In the last decade, accumulating evidence from laboratories in the U.S. and Europe, as well as our own, led to the development of a multi-factorial model of stuttering. This model of stuttering hypothesizes that stuttering emerges from complex interactions among factors including genetics, language processing, emotional/social aspects, and speech motor control. Ultimately, stuttering occurs when the neural signals that produce the coordinated movements in the respiratory, vocal, and articulation systems become disrupted. The underlying notion is that the functions of the brain areas for speech motor control are affected by complex interactions with other neural systems. One important underlying assumption of this model is that these factors may not play the same role in different individuals who stutter and very likely vary in significance over different stages of development.
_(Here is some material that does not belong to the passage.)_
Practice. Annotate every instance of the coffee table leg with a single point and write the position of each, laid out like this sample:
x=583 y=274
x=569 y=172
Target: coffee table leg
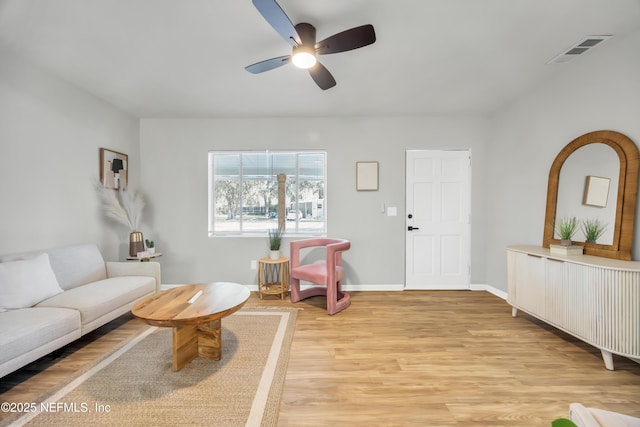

Neural Bases of Stuttering and its Treatment

Researchers and clinicians working in the area of stuttering recognize that the cause of stuttering is complex. Over the years, many different explanatory models of stuttering causation have been proposed. One of the most persistent themes in several of these models has been that stuttering may be related to abnormal brain processes involved in speaking. As early as 1928, Samuel Orton and Lee Travis offered a neurophysiological model of stuttering. They speculated that stuttering resulted from incomplete development of hemispheric dominance. Although the early model proposed by Orton and Travis was ultimately not supported experimentally, the idea that atypical brain processing for speech somehow plays a role in stuttering has received ongoing attention over the years.